From KUT News:
The start of the Round Rock Express season is an opportunity for some baseball players to audition in the hope of getting called up to the World Series champion Texas Rangers. But for dozens of Central Texas performers, the goal is to stay at the AAA level and sing the national anthem at a home game for a Dell Diamond crowd.
Starting Friday, the Express will play 75 home games in 2024. Most national anthem opportunities are already promised to community choirs, bands and other organizations. This means of the 100 or so people who auditioned, only 20 to 30 will get a chance to sing for real.
Auditions took place in February at the Kalahari Resort in Round Rock.
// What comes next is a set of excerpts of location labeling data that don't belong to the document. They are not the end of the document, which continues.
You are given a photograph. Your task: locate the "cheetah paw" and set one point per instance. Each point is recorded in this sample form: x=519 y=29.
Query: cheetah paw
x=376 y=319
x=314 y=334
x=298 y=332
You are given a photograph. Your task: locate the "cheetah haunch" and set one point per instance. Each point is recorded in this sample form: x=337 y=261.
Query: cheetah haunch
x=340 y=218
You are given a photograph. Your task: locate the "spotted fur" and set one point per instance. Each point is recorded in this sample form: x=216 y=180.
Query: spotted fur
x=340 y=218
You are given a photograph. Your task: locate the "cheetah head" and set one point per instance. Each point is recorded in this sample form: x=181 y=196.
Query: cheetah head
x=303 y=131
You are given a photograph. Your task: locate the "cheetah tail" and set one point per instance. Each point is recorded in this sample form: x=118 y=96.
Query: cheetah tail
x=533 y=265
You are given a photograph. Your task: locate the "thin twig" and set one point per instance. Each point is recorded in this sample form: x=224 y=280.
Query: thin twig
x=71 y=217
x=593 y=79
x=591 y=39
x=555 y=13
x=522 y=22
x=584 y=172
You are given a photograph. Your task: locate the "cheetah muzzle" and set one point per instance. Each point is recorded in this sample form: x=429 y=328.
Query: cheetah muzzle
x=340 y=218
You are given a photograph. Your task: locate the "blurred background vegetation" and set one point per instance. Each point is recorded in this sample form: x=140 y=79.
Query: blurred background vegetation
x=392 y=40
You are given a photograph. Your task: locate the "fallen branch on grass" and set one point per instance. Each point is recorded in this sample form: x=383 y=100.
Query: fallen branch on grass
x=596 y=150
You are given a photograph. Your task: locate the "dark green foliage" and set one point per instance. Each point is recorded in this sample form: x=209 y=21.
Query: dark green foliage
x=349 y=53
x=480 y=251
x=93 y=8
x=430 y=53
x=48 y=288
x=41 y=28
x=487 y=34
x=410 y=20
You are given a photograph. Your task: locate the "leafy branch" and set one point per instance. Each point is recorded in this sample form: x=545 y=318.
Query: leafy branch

Singers of all experience levels paced the hallways or tried to chat away their nerves with their neighbors. They were all waiting to sing their version of “The Star-Spangled Banner” and gain a spot to perform it before a game this season.
The singers were put into groups of 10 on a first-come, first-served basis.
David Gay sings bass for the a cappella quartet Looking For Treble. They auditioned in the second group for the judges. He said they cleared one of the biggest hurdles for any audition.
“We remembered all the words,” Gay said. “You get to the second page of the song and rockets are going off and everything else, there’s a tendency say, ‘Well, what’s next?’”
This brings up a few key things to know when it comes to singing “The Star-Spangled Banner” for others.
First, it’s a hard song to remember. It’s got “twilight’s last gleaming” near “gallantly streaming,” a combo that can send some performers into a doom loop of made-up lyrics, while they try to remember which verse they’re on. These tend to live on forever on YouTube.